All kinds of rodents will munch on hyacinth bulbs. You can protect them somewhat by throwing a handful of gravel into the planting hole, or you can try commercial rodent deterrents. An easier method is to interplant them with daffodils, which rodents tend to avoid.


Plant your hyacinth bulbs in full sun to partial shade. As with all spring bulbs, hyacinths sprout, bloom, and start to fade into dormancy before deciduous trees fully leaf out, so you don't have to worry about too much shade from nearby trees. Hyacinth are early bloomers that bloom in late winter or early spring, depending on your hardiness zone.

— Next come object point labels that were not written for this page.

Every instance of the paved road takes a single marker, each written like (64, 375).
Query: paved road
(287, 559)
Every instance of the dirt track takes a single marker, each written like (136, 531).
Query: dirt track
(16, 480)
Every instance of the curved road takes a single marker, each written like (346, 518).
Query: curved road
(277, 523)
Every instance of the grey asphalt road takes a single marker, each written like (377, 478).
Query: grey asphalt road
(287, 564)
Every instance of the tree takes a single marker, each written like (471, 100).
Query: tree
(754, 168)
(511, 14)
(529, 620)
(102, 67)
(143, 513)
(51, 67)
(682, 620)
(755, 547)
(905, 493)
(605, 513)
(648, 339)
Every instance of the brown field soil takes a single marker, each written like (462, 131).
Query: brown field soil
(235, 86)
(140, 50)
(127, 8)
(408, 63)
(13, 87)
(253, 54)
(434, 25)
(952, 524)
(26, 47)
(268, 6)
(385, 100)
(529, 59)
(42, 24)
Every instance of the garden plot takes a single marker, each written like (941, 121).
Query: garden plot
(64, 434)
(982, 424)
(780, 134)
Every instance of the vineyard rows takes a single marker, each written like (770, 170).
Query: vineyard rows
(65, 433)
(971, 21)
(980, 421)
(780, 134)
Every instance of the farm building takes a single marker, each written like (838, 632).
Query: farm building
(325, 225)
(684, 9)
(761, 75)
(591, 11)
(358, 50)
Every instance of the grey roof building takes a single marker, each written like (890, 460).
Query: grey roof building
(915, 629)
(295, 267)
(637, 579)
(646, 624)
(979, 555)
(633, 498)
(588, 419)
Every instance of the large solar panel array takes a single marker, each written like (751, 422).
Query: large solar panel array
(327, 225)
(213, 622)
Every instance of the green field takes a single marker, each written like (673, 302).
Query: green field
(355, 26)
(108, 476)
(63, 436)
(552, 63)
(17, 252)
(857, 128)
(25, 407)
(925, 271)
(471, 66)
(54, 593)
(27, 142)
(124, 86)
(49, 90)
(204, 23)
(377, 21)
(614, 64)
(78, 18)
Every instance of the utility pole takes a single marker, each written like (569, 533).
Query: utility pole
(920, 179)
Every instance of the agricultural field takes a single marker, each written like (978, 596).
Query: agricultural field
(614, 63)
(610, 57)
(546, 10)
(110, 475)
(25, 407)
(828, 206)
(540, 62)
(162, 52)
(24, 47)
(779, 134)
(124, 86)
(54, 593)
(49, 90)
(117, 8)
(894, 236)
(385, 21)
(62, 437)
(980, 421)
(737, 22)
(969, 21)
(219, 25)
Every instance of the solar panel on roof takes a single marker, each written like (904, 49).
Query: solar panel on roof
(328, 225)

Hyacinth bulbs are not particular about soil pH, but they do best in a soil that is loose and well drained. They will not tolerate wet soils. Rich soil can lead to floppy hyacinth, so go easy on the organic matter when preparing or amending the soil. 


Water the ground well after you plant the bulbs. Continue watering into winter, if there is no regular rain, but allow the ground to dry out between watering. If the bulbs sit in cool, wet soil, they will eventually rot.

Temperature and Humidity

Hyacinth can be expected to survive the winter in USDA plant hardiness zones 4 through 8. They may need some winter protection in zones lower than 4, and some pre-chilling in zones above 8, depending on the variety. Dig up the bulbs where winter temperatures remain above 60 degrees and chill them for 6 to 10 weeks. Unfortunately, hyacinths are short-lived and will probably last only three or four years. Many people treat them as tender perennials and replace yearly due to decline.


The easiest way to feed new bulbs is to toss some bulb food into the hole at planting time. There are many fertilizers available for feeding bulbs, or you can use an ordinary bone meal. Feed the bulbs at planting and again in the spring when the new growth first appears by scratching some bulb food into the nearby soil and watering well.

Propagating Hyacinths

Hyacinth bulbs don't usually live for more than about three or four years. If you'd like to propagate more hyacinth bulbs, wait until late summer and gently lift the bulbs. Remove the small offsets forming around the edges of the bulbs, and replant everything, including the original bulbs. Be patient, because it will take a few years for the offsets to bloom. Since the plants can disappear in mid-summer, mark their locations while they're still in bloom.

Varieties of Hyacinth

The following hyacinth varieties are single-flower:

  • Hyacinth Orientalis 'Blue Jacket' bluish-purple
  • Hyacinth Orientalis 'Carnegie': pure white
  • Hyacinth Orientalis 'City of Haarlem': buttery yellow
  • Hyacinth Orientalis 'Delft Blue': soft blue
  • Hyacinth Orientalis 'Jan Bos': fuchsia

Toxicity of Hyacinths

Hyacinth bulbs contain oxalic acid, which can cause an itchy skin reaction in some people. If you are sensitive, wear gloves when handling the bulbs. Oxalic acid is also toxic when eaten, so seek care for humans or pets that eat the bulbs.

Growing in Containers

When planting in pots, the bulbs can be spaced more closely than when planting in the ground because the bulbs won't need room to multiply. You can squeeze them in so they are almost touching, but leave room for some soil in between to hold water.

Keep the soil damp but not soaking wet until the bulbs sprout. Then, water whenever the soil dries out. Once the bulbs have sprouted, move them to indirect sunlight. Cool temperatures will keep them in bloom longer.

If you are potting hyacinth indoors for forcing early blooms, you will either need to purchase pre-chilled bulbs or pre-chill them yourself.